Fonctionnement du comité d’entreprise : les clés

Depuis 1945, les entreprises dénombrant plus de 50 salariés sont légalement tenues d’instaurer un comité d’entreprise. Assurant la gestion des activités économiques, cette instance destinée à représenter les salariés organise également les activités culturelles et sociales de l’entreprise. Découvrez son mode de fonctionnement.

Composition et fonctionnement du comité d’entreprise

Le fonctionnement du comité d’entreprise est assuré par un bureau dont les membres sont votés par les salariés. Il est présidé tout d’abord par le chef d’entreprise ou son représentant qui a le droit de se faire entourer par deux collaborateurs qui n’auront pas de droit de vote. Le comité est également composé d’une délégation de personnel dont les membres sont élus par les collaborateurs. Leur effectif dépend du nombre de salariés dans l’entreprise. Entre 50 et 74 salariés, il faudra 5 délégués titulaires et 5 suppléants. Entre 100 et 499 salariés, il est exigé au minium d’avoir 8 titulaires et 8 suppléants. Et ainsi de suite. En dernier lieu, le CE doit être constitué de représentants syndicaux qui n’ont pas de droit de vote. Des explications sont disponibles ici.

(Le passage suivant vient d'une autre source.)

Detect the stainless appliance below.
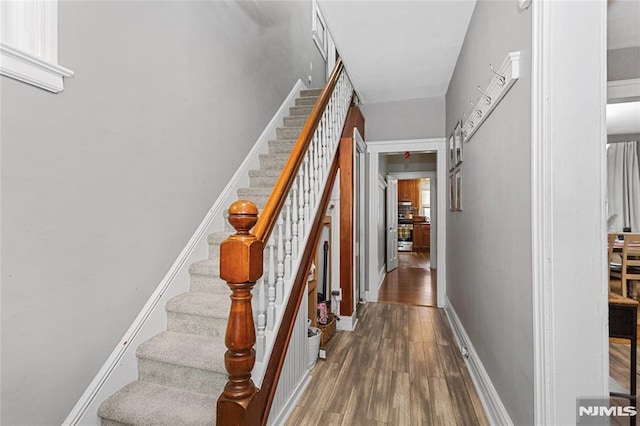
[398,223,413,251]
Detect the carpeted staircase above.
[98,89,321,426]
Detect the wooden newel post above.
[217,200,264,426]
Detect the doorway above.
[378,171,438,306]
[367,138,446,307]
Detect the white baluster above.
[298,170,305,245]
[304,151,311,226]
[291,179,300,262]
[267,235,276,330]
[284,191,291,280]
[276,212,284,305]
[307,135,316,209]
[256,275,267,361]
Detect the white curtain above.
[607,141,640,232]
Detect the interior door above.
[387,176,398,272]
[353,128,366,307]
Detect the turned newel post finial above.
[229,200,258,235]
[218,200,264,424]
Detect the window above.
[0,0,73,93]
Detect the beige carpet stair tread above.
[136,331,226,373]
[98,381,218,426]
[166,287,231,318]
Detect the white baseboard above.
[267,372,311,426]
[445,295,513,425]
[336,311,358,331]
[63,80,306,426]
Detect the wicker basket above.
[318,313,336,346]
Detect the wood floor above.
[378,252,438,306]
[286,303,488,426]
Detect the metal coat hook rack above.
[462,50,520,142]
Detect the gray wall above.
[446,0,534,425]
[0,1,325,426]
[386,153,436,173]
[360,97,445,141]
[607,46,640,81]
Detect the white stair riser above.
[269,139,297,155]
[296,96,318,106]
[289,106,313,117]
[284,115,308,127]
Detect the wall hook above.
[489,62,507,86]
[478,86,491,105]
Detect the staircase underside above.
[98,89,321,426]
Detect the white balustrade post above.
[284,191,291,280]
[304,155,311,228]
[298,170,305,248]
[267,235,276,330]
[276,212,284,305]
[291,179,300,262]
[256,275,267,361]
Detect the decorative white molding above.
[531,1,557,425]
[378,263,387,289]
[462,51,520,142]
[0,0,73,93]
[445,296,516,425]
[267,373,311,425]
[0,42,73,93]
[63,80,306,426]
[607,78,640,103]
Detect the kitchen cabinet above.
[398,179,420,209]
[413,222,431,251]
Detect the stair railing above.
[217,60,353,425]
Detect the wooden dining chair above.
[607,234,627,297]
[621,234,640,297]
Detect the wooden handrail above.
[249,151,339,426]
[217,60,350,425]
[252,58,344,242]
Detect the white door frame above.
[366,138,447,307]
[388,172,440,269]
[353,127,367,306]
[378,175,398,272]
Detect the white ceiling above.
[318,0,475,103]
[607,0,640,49]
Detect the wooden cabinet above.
[413,223,431,251]
[398,179,420,208]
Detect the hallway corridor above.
[378,252,438,306]
[286,303,488,426]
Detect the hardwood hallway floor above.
[286,303,488,426]
[378,252,438,306]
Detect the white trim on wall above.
[0,0,73,93]
[531,2,556,425]
[607,78,640,103]
[531,1,609,425]
[389,172,438,269]
[444,296,513,425]
[366,138,447,307]
[63,80,306,426]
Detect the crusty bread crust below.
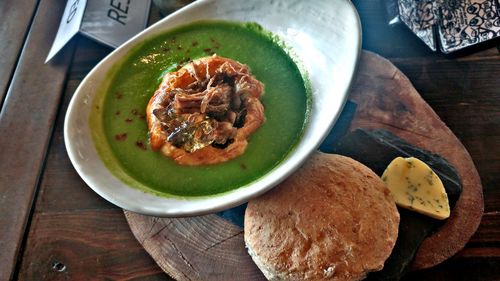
[245,152,399,280]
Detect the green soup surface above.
[90,21,311,197]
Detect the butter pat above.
[382,157,450,220]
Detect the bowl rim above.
[64,0,362,217]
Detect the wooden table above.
[0,0,500,280]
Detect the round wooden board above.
[125,51,484,280]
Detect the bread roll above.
[245,152,399,280]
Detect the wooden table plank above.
[19,209,171,281]
[0,0,72,280]
[0,0,38,105]
[10,0,500,280]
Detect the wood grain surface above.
[349,52,484,269]
[0,0,38,106]
[0,0,72,280]
[120,51,483,280]
[6,0,500,281]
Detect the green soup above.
[90,21,310,197]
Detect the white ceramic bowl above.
[64,0,361,216]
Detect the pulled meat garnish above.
[147,55,265,165]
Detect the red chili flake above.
[135,141,147,150]
[115,133,127,141]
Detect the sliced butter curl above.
[382,157,450,220]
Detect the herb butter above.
[382,157,450,220]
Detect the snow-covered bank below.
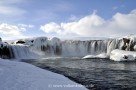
[110,49,136,61]
[0,59,86,90]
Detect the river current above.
[22,58,136,90]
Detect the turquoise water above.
[22,58,136,90]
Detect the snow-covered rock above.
[83,53,108,59]
[0,59,86,90]
[110,49,136,61]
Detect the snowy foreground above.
[0,59,86,90]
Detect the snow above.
[83,53,108,59]
[110,49,136,61]
[0,59,86,90]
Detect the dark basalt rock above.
[121,38,136,51]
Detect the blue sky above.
[0,0,136,39]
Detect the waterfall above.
[3,37,136,59]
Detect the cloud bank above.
[40,10,136,37]
[0,23,34,39]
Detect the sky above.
[0,0,136,40]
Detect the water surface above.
[22,58,136,90]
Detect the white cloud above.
[40,10,136,37]
[0,0,26,17]
[0,6,26,17]
[0,23,33,36]
[40,22,62,33]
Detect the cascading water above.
[2,37,136,58]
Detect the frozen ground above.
[0,59,86,90]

Pour travailler, il bénéficie d’un local dans l’entreprise qui est équipé de tous les matériels nécessaires pour accomplir ses tâches dans les meilleures conditions. Le CE est tenu de se réunir une fois tous les deux mois dans les sociétés de moins de 150 salariés. Au-delà de ces 150 employés, la réunion doit se faire mensuellement.

Concernant le budget, il se décline en deux types : d’une part, la subvention de financement et d’autre part, la contribution aux activités sociales et culturelles. Le premier budget doit représenter 0,2% de la masse salariale brute. Il doit obligatoirement être mis à disposition par l’employeur et va servir à régler les divers frais de fonctionnement (matériels, dépenses courantes, frais de formation, honoraires des experts extérieurs, etc.). Le second budget pour sa part est affecté aux dépenses sociales et culturelles. La loi n’impose aucun montant minimal pour celui-ci.

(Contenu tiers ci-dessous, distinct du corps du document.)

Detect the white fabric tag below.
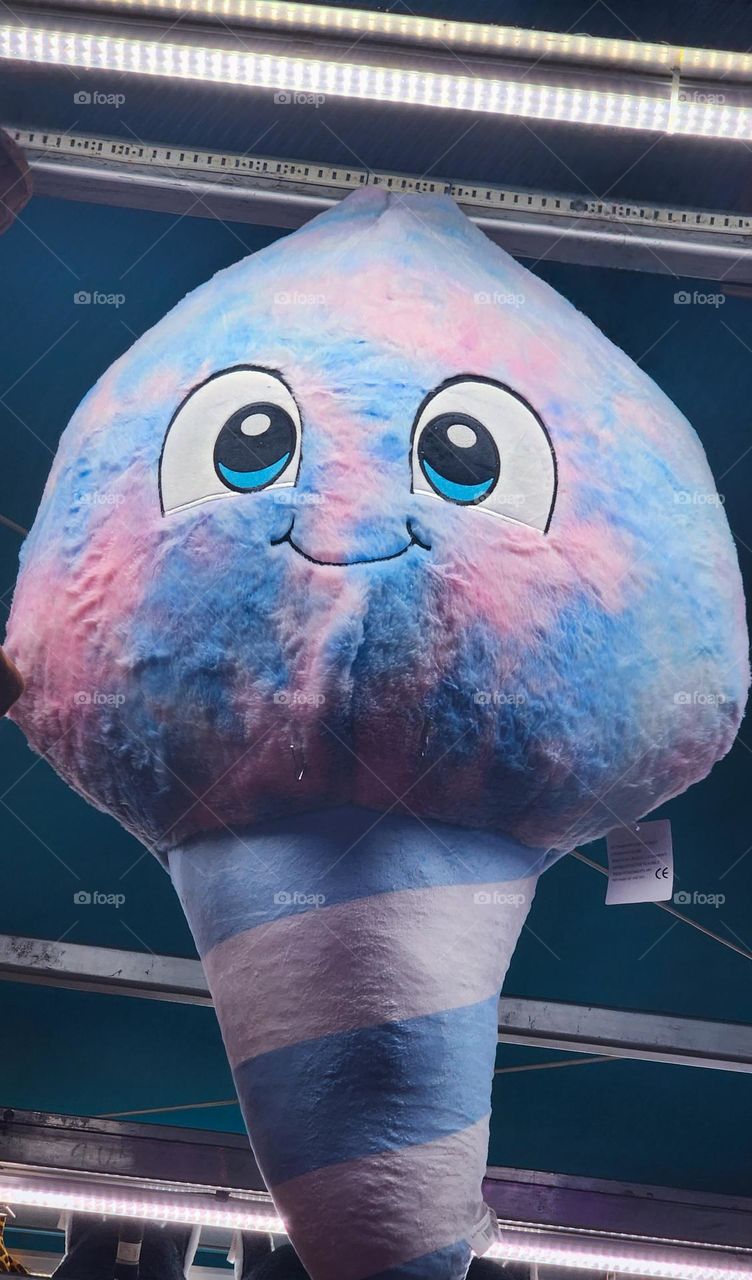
[118,1240,141,1267]
[467,1204,499,1257]
[606,818,674,906]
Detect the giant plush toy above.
[2,188,748,1280]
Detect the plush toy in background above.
[8,188,748,1280]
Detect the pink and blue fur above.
[8,188,748,1280]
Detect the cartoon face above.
[160,367,556,568]
[8,188,748,851]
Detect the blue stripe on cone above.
[235,996,497,1188]
[170,808,560,956]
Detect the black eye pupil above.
[214,401,295,488]
[418,413,500,500]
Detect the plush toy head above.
[8,188,747,850]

Les missions attribuées à cette instance

Le CE dispose de plusieurs attributions économiques. L’employeur est tenu de consulter le CE avant de prendre des décisions liées aux conditions d’emploi, à la durée de travail, aux projets de licenciement, au changement du règlement intérieur ou encore aux formations professionnelles. Conformément au Code de travail, il existe certaines opérations qui ne peuvent pas être menées par l’employeur sans l’aval du CE. Mais il existe des décisions auxquelles le comité ne peut pas s’opposer. Par contre, il a tout à fait le droit de négocier.

Outre l’aspect économique, le CE a également un rôle social et culturel important. Aujourd’hui, beaucoup d’entreprises investissent dans le bien-être de leurs salariés, car elles savent que c’est gage de motivation et de productivité. Pour cela, elles comptent sur leur CE. Ce dernier régit les activités sportives et de loisirs, le service santé au travail, la gestion des institutions sociales de retraite, de mutuelle ou encore de prévoyance. Les éventuels services sociaux de l’entreprise sont entre autres gérés par le CE. La liste de ces activités est très longue et est définie par le Code du travail (art R.2323-20).